= Amy Sheridan =

CW4 Amy Sheridan was the first American woman officer to command a United States military aviation company stationed outside of the United States and the first Jewish woman to become a career aviator in the United States Armed Services.

== Biography ==
Sheridan was born in Newton, Massachusetts. She began her aviation training by working for a flight school in exchange for flight lessons.

In 1976, Sheridan joined the Women's Army Corps which was incorporated into the regular United States Army in 1978. She started her military career as a crew member at Fort Benning and by 1977 rose to crew chief.

Sheridan attended Warrant Officer Flight Training at Fort Rucker's Army Aviation Center. She became an officer and aviator after completing her training in December 1979 making her the first American Jewish woman to gain aviator status in any branch of the Armed Services. Other Jewish women including Selma Cronan had previously been aviators and members Women's Airforce Service Pilots, but were considered volunteers and not official members of the military.

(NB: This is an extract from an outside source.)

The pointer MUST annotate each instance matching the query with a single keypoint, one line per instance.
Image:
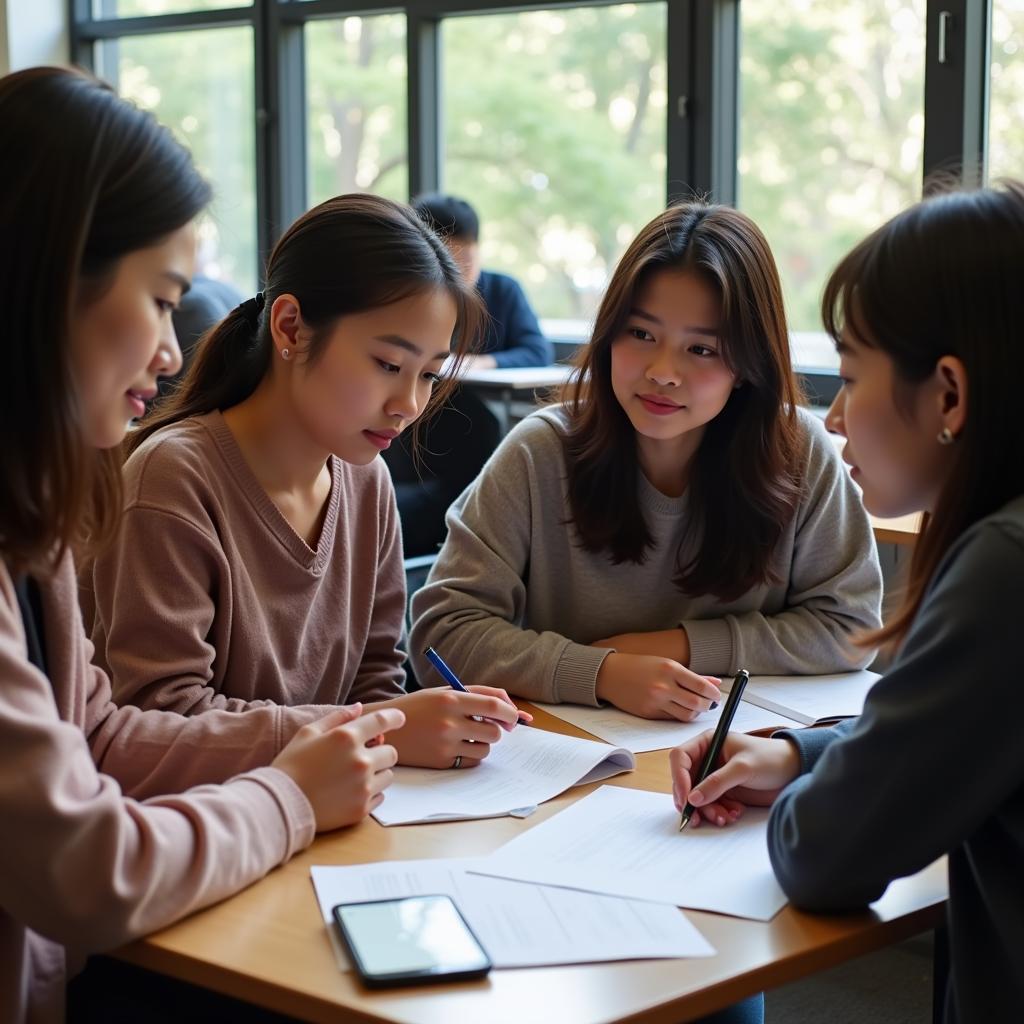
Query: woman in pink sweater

Sheridan piloted helicopters and airplanes in the Western Hemisphere, Europe, and Asia for more than twenty years. She commanded helicopters for the VII Corps Aviation Company in Stuttgart, Germany making her the first woman to command an aviation company stationed outside of the United States. She was also aircraft commander of the United States Military's first all-woman reconnaissance flight crew while stationed in Korea.

In 1999, Sheridan retired from the Army as a Chief Warrant Officer 4 and became a teacher and school counselor.

She was injured in an automobile accident caused by a drunk driver in 2004 and is no longer able to fly.